In 2010, the last time I posted regularly on this blog, I wrote of leaving Sendai that April: of my fondness for it and of its beauty and character.  Less than a year after stepping onto the flight at Natori Airport which took us away from Sendai, a wave from the sea washed away the village of Natori, and over the landing strip of the airport, changing everything.
This summer we returned to Japan.  Natori airport seems as usual, but in that short stretch between the airport and the sea there is just one abandoned house.  The same emptiness stretches miles and miles, northward and southward of there, to a distance of about five miles inland, depending on the shape of the coast.

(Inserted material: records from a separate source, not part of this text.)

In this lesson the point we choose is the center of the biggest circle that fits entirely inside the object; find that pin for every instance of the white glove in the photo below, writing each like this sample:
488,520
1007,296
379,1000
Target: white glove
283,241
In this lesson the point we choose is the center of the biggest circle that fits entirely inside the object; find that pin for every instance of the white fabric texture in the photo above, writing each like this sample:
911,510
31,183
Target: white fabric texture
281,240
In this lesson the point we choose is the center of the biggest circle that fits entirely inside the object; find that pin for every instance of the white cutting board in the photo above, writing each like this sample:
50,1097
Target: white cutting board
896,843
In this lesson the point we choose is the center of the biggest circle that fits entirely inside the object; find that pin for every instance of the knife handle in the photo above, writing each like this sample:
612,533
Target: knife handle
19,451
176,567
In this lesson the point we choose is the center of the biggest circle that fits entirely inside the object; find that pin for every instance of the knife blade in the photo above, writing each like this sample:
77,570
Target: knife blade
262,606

I was reminded at lunch today that the seafloor under the coast of northeastern Japan fell by ten meters on March 11 of 2011, the day of the tsunami that killed ten thousand people and has left untold hectares of land a wasteland.  My friend Miki says that the temblor, a nine-plus on the Richter scale, lasted for five minutes. 
Ever lived through a fifteen-second earthquake?  Seemed way too long, didn’t it?

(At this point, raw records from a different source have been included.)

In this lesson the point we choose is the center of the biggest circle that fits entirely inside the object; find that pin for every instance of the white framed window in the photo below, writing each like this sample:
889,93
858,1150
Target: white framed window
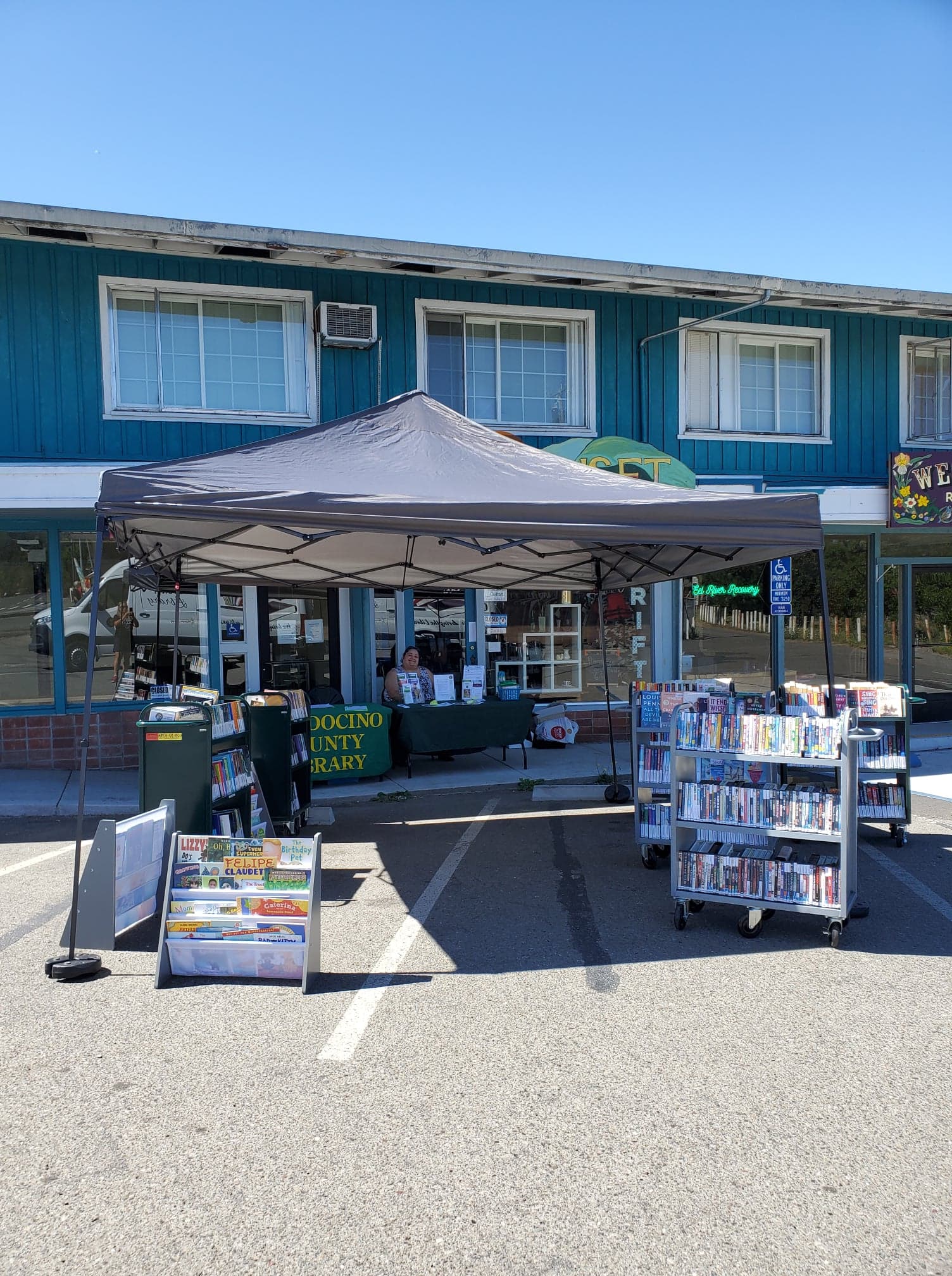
753,380
179,350
925,384
526,370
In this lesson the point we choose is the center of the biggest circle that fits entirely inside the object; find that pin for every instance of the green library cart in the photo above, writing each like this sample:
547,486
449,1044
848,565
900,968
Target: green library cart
197,754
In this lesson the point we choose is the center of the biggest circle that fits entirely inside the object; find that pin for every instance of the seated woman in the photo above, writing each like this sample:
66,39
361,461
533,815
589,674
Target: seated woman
410,664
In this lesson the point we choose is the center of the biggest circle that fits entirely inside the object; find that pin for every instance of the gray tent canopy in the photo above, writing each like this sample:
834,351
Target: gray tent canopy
413,496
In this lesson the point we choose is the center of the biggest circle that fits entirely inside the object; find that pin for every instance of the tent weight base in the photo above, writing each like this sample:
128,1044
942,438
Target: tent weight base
64,968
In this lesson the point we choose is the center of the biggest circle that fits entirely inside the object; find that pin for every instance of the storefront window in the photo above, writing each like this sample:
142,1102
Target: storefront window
146,647
303,640
725,627
26,646
549,641
845,560
439,632
77,556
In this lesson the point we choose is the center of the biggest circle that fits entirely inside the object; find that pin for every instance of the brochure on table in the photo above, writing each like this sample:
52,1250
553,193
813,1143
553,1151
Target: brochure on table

These are both facts to boggle the mind: imagining an area the size of Texas suddenly falling thirty feet over a period of just five minutes.  The volume of displaced water, splashing back from such a vast, sudden movement, was correspondingly enormous, of course, and all of you have seen some sort of footage of the result.
Surviving friends tell us they were on the coast, but needed to run inland to the gas station, or that they were far from their coastal home, safely stuck in freeway traffic, or that they were at the Institute office, foolishly clinging to computer terminals as the computers themselves slammed to the floor, glass from the windows raining all around.  People walked forty minutes across town to their houses, gathered up belongings, took a four-hour bus-ride to a city on the west coast, and thence a train to Tokyo.  People called their husbands, moments after the shock, and got through, only to lose contact twenty minutes later, as the tsunami took out the telephone towers. 

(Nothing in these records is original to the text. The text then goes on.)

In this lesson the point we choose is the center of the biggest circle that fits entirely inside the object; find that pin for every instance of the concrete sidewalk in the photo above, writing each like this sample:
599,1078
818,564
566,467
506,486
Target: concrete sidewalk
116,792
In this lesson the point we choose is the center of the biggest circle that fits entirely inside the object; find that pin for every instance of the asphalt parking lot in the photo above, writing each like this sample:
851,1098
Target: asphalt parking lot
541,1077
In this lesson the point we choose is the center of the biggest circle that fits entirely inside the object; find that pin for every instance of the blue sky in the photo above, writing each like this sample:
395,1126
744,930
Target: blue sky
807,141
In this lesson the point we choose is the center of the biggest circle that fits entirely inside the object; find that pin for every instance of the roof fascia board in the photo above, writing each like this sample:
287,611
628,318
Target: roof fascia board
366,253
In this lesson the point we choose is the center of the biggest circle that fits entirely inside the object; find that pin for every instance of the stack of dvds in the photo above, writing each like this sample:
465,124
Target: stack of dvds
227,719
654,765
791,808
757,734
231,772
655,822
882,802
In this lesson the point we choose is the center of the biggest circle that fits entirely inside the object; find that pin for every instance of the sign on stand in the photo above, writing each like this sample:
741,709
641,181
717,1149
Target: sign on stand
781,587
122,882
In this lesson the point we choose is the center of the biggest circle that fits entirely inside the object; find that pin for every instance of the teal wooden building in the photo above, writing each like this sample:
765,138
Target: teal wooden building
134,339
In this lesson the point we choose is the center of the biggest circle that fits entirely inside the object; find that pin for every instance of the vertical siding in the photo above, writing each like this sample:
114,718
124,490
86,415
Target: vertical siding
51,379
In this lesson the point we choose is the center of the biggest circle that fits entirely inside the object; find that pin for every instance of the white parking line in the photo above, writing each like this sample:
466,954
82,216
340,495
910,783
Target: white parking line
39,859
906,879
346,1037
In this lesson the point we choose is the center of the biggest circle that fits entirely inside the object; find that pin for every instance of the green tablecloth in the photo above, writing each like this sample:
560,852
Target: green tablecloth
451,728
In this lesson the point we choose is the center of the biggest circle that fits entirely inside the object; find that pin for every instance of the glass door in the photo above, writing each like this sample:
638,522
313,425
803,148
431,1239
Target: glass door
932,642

For a month or more afterwards there was electricity but no natural gas, meaning no hot-water heaters in chilly March, so no bathing for the world’s cleanest people.  Businesses stopped requiring workers to wear their good black suits; people wore hats a lot, and flu-masks; “it was like just after the War,” people said.  These are also the world’s most self-reliant people, who scorn assistance and would rather starve than admit to their neighbors they lost their job, now needing help. 
These are people who carefully plan what to do in case of disaster, and just where in the neighborhood to meet…only to have those meeting places washed way, and themselves along with them; people who built seawalls of reasonable size, only to have the walls themselves sink and the wave itself rise unimaginably high to overwhelm them.
What will we see, when we go back? we wondered, wanting to see and know, but not wanting to look or ask.  Would the places we were fond of still exist?  What would be different? In Shiogama and Matsushima, though there were subtle changes, nearly every place we knew had cleaned up and kept on going, but then again, on shallow Matsushima Bay, they had only had chest-high water.  Only chest-high!  A year later, the worst-hit were still shuttered.  But Ishinomaki, right on the Pacific Ocean, was a different story, one for later pondering in this blog.